I have a cousin who is doing it, she is not the owner of the practice though. She does well. People in pain will pay good money to get out of pain, thing is though you have to be a good therapist and effective at fixing your patients issues. No ther ex and modalities only type BS, good manual skills needed. You do it effectively and word will spread about you and you will be successful.
 
No ther ex and modalities only type BS, good manual skills needed.

In other words, good people skills needed.

"Manual skills", whatever those may be, only rarely help people if the patient isn't comfortable around the therapist and there is no buy in. Pain relief from manual therapy, especially for people with chronic pain, has little to do with the technical competence a practitioner has in a given technique and a lot to do with the fact that somebody who is sharp and nice to be around, highly educated and who should know what they are doing is laying there hands on me and telling me that this will help because of xyz.
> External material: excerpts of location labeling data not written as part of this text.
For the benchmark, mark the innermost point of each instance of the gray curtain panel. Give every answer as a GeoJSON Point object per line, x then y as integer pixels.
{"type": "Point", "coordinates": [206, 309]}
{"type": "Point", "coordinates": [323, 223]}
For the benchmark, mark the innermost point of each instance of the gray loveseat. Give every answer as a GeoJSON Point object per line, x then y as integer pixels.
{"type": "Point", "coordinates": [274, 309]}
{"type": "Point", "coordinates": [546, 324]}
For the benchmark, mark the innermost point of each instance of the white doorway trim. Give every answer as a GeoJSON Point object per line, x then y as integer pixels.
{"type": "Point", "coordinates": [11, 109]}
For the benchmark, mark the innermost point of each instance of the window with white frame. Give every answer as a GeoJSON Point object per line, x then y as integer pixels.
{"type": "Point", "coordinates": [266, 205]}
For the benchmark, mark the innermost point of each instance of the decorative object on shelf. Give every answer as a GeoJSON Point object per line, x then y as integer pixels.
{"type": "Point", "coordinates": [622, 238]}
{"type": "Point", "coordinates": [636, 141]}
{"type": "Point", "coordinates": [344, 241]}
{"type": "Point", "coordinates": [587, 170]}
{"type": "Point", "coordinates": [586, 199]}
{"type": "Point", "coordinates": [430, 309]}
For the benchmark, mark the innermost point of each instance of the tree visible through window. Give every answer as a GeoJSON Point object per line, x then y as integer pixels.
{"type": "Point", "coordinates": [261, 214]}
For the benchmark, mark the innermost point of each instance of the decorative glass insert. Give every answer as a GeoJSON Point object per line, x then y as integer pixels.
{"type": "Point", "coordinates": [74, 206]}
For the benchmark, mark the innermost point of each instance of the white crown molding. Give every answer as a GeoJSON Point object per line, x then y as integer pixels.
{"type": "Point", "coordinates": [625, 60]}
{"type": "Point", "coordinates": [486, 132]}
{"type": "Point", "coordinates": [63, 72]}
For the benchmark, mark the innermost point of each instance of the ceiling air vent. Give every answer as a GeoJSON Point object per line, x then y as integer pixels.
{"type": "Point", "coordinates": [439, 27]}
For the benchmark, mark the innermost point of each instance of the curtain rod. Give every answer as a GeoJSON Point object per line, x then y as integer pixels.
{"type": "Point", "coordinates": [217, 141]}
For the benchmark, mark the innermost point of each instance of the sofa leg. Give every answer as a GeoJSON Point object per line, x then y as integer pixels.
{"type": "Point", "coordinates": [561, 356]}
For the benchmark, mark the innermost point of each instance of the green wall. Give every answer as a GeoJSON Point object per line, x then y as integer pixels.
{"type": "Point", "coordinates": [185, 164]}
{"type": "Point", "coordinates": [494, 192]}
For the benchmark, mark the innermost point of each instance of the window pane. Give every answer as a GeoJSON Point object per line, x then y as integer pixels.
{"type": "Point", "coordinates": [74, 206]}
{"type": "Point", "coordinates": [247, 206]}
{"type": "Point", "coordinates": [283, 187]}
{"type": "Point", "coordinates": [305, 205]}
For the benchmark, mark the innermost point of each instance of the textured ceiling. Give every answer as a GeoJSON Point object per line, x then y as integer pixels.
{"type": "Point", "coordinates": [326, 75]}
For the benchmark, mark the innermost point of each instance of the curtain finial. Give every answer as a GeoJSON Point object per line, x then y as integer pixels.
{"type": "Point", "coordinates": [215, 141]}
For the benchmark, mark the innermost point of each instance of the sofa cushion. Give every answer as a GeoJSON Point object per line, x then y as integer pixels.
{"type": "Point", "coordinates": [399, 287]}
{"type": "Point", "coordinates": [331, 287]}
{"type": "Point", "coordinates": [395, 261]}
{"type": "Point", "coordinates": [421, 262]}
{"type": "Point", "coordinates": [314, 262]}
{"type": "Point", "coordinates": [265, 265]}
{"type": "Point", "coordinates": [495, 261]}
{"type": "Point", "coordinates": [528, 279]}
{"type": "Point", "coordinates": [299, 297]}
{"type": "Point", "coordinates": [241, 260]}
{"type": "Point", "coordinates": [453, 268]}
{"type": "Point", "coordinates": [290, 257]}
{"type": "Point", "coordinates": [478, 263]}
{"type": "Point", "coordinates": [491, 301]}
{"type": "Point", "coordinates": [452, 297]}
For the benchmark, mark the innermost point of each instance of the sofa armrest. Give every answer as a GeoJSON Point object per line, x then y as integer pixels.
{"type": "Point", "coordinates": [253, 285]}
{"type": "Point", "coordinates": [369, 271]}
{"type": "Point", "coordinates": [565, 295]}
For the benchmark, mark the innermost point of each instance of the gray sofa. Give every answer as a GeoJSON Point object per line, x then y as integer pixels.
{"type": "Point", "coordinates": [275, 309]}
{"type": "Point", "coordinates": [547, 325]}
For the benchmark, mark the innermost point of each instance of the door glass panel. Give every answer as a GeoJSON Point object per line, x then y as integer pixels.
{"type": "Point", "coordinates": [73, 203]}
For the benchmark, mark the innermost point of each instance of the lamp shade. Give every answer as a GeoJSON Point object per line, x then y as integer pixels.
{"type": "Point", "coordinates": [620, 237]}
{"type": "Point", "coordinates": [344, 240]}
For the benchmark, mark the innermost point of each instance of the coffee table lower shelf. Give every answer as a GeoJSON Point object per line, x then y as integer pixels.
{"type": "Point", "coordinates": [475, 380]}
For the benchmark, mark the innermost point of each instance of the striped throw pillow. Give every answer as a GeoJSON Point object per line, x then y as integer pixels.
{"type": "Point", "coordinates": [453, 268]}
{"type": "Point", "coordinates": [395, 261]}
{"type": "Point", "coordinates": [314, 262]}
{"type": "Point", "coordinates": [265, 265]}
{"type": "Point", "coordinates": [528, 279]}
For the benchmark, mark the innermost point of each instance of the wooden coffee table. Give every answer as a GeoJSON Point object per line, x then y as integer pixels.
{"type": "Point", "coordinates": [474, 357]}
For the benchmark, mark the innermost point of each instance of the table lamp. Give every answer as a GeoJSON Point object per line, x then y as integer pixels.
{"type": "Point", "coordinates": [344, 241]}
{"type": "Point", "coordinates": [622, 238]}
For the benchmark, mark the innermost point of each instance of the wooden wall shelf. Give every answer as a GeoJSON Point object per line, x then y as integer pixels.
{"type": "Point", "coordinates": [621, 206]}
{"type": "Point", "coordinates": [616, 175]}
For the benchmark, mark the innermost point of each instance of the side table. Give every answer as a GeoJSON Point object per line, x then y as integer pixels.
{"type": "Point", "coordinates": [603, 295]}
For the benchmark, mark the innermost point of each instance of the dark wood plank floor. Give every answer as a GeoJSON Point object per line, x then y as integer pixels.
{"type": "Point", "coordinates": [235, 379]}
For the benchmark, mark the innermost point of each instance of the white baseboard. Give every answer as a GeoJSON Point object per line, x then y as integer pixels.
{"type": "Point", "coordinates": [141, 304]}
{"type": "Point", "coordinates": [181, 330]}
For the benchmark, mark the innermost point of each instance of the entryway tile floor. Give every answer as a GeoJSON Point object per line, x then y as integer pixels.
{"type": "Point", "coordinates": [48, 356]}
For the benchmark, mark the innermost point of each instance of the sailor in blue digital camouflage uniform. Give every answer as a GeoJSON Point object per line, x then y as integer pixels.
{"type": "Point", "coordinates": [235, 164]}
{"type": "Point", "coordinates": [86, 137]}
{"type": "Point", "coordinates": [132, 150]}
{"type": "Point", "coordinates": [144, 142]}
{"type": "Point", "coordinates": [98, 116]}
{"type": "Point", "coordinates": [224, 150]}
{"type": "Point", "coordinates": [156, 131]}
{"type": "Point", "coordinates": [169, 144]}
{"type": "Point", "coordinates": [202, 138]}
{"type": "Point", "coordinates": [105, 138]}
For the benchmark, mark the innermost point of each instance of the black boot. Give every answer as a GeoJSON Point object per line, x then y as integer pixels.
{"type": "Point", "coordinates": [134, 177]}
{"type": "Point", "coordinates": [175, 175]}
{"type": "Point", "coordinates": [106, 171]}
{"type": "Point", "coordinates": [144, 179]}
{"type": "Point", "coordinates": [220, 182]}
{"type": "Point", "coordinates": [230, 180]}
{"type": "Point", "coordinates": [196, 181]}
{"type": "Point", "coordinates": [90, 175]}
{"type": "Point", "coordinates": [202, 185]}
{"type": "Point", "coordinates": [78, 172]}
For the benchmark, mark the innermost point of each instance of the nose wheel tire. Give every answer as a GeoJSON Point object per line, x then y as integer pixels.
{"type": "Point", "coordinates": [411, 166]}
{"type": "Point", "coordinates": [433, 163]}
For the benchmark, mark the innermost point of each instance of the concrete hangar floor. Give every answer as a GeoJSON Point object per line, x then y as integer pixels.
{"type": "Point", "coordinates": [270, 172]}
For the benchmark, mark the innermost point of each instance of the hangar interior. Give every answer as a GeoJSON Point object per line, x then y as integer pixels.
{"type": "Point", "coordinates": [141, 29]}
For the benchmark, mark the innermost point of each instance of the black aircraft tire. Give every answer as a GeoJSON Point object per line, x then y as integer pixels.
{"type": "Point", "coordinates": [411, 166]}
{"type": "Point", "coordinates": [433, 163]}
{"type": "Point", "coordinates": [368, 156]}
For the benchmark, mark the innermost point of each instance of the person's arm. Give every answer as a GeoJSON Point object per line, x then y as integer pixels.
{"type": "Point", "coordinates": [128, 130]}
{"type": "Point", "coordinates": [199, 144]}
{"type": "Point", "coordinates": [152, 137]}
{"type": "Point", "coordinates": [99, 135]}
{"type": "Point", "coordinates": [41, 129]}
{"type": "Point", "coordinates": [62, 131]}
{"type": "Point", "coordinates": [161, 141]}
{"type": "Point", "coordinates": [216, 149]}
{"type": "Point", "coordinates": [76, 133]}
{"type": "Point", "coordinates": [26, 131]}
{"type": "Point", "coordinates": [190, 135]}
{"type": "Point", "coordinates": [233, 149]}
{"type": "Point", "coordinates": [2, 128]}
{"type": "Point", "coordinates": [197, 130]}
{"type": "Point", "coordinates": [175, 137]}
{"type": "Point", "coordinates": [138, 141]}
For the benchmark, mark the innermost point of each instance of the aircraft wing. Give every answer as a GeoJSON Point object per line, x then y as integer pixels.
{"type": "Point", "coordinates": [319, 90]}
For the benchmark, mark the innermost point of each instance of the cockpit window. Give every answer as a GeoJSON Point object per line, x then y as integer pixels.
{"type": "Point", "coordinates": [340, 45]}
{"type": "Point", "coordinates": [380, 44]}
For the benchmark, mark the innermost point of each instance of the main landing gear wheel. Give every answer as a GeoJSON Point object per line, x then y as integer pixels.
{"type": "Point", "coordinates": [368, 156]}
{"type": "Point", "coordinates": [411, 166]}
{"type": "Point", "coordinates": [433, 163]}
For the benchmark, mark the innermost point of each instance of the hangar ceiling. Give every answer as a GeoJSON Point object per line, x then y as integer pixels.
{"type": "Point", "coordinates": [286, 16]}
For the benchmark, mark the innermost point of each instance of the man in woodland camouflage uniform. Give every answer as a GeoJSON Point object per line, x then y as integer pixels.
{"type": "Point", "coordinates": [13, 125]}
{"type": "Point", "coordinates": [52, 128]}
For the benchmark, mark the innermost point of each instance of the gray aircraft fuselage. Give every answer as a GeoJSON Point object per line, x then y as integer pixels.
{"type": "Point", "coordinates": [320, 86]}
Exercise has a much higher likelihood of causing actual lasting physiologic changes in musculoskeletal tissues than any manual technique. But for people with chronic pain it is often the brain that needs changing, not the peripheral tissue.

My point is not to criticize the quoted post at all. But just to point out that a certain personalities will naturally succeed better in cash-based practice than others, depending on the client niche being catered too. At the end of the day what was said above is true, you have to be successful and fixing your patients issues to make money and attract clients. But you can be a manual therapy whizz kid and not accomplish crap if you give your client the creeps.
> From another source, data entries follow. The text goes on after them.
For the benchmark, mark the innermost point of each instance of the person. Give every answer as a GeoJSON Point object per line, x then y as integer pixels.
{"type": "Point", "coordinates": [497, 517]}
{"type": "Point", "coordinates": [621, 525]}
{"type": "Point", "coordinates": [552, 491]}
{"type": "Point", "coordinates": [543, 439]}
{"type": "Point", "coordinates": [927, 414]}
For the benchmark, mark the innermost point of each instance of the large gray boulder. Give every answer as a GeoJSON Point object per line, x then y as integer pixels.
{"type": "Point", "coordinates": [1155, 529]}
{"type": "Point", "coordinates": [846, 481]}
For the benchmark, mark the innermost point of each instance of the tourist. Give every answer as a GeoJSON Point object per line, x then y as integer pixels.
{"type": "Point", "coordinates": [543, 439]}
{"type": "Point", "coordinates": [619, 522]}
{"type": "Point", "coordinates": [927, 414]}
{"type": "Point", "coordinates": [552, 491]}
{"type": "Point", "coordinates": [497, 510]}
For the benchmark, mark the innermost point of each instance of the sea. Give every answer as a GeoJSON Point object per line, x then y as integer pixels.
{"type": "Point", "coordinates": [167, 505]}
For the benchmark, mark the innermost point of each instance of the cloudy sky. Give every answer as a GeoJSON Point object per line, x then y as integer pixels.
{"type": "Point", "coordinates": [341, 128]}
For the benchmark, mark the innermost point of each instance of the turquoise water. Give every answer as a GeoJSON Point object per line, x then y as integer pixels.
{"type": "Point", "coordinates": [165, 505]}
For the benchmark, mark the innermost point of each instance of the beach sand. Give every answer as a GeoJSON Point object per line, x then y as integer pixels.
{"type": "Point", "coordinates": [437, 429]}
Pardon the random late night soap box stream of consciousness from my brain on this month old thread with a question largely unrelated to my answer from a pre-PT that probably isn't even checking this. Probably just typing for my own entertainment at this point...Time for bed...
 
Last edited:
In other words, good people skills needed.

"Manual skills", whatever those may be, only rarely help people if the patient isn't comfortable around the therapist and there is no buy in. Pain relief from manual therapy, especially for people with chronic pain, has little to do with the technical competence a practitioner has in a given technique and a lot to do with the fact that somebody who is sharp and nice to be around, highly educated and who should know what they are doing is laying there hands on me and telling me that this will help because of xyz.

Exercise has a much higher likelihood of causing actual lasting physiologic changes in musculoskeletal tissues than any manual technique. But for people with chronic pain it is often the brain that needs changing, not the peripheral tissue.

My point is not to criticize the quoted post at all. But just to point out that a certain personalities will naturally succeed better in cash-based practice than others, depending on the client niche being catered too. At the end of the day what was said above is true, you have to be successful and fixing your patients issues to make money and attract clients. But you can be a manual therapy whizz kid and not accomplish crap if you give your client the creeps.

Pardon the random late night soap box stream of consciousness from my brain on this month old thread with a question largely unrelated to my answer from a pre-PT that probably isn't even checking this. Probably just typing for my own entertainment at this point...Time for bed...

Yeah this is a good point. The patient has to feel like they are getting value and sometimes psychologically that is enough like you said. They probably arent going to continue to come and pay out of pocket if they are being set up on e-stim and not getting hands on treatment and instruction for the majority of the time. Needs to be 1 on 1 in cash based system too I would imagine.